San Mateo County Supervisor Dave Pine said the database will promote the replication of projects proven to work, while at the same time preventing agencies from “reinventing the wheel” by enabling them to review the outcomes of existing projects focused on sea level rise.
One example where agencies could apply information from the database, according to Pine, is Adapting to Rising Tides, a study conducted by the San Francisco Bay Conservation and Development Commission and the National Oceanic and Atmospheric Administration Coastal Services Center. That study, which looked at threats to Alameda County's shoreline from Emeryville to Union City, generated a portfolio of possible actions that might help the county adapt to rising sea levels. Pine said many of those mitigation strategies are readily transferable to other Bay Area projects, such as the SFO/San Bruno Creek/Colma Creek Resilience Study, which seeks to protect flood-prone neighborhoods and infrastructure adjacent to San Francisco International Airport.

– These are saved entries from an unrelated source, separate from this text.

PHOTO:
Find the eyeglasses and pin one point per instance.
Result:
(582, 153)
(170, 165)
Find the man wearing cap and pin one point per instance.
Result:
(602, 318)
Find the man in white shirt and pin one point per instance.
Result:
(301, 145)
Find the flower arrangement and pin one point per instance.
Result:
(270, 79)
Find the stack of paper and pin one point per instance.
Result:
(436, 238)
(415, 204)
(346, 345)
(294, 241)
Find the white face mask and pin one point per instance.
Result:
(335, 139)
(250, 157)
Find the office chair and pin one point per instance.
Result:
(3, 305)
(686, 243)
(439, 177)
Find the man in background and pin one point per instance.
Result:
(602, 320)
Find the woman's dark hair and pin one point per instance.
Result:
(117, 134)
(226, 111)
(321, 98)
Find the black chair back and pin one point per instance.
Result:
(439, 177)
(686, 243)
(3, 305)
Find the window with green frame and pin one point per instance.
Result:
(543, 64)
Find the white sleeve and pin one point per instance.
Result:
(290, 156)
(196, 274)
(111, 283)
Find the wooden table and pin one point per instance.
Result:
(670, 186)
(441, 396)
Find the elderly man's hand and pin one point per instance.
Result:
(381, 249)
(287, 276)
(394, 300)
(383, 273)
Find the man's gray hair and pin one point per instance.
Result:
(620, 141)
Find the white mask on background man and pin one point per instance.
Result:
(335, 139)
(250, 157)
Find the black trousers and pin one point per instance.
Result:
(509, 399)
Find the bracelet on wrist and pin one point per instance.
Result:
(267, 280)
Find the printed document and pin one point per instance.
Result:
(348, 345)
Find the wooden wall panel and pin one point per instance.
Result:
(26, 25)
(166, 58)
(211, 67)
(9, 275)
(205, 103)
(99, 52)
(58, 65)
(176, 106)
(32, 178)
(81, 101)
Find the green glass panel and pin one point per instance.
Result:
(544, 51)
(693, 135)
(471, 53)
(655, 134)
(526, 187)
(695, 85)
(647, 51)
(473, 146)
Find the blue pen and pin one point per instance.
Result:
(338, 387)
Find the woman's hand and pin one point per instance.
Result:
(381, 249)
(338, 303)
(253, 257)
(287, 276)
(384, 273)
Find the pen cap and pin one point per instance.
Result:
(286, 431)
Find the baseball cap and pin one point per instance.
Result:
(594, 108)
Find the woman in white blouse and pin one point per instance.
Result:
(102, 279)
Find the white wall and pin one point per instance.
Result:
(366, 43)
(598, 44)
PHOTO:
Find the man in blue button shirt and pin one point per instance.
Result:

Another example Pine cited was the multi-jurisdictional effort to restore the San Francisquito Creek watershed and protect it from the type of severe flooding it received in 1998, which affected parts of East Palo Alto, Palo Alto and Menlo Park. In response, the Joint Powers Authority overseeing the project built unconventional horizontal levees and incorporated wetlands restoration into its flood-control strategy. Pine said other agencies could benefit from what the Joint Powers Authority learned from the project.
“In general, I don't think local government agencies are good at sharing their best practices,” Pine said. “This bill would require them to do so.”
Accessing the database could be a useful tool for agencies, Pine believes, because the centralized information would enable them to streamline their processes and reduce costs.
While SFO would be subject to the bill's reporting requirement, the airport currently shares data and expertise with organizations responding to sea level rise impacts, according to a spokesman.
SFO spokesman Doug Yakel said he couldn't comment on pending legislation, but welcomed any opportunity for the airport's efforts to be better integrated with those of other agencies.
“Anything that allows collaboration and helps us to work with our neighbors is a good thing,” Yakel said.
California Natural Resources Agency spokesman Clark Blanchard said his organization could not comment on pending legislation.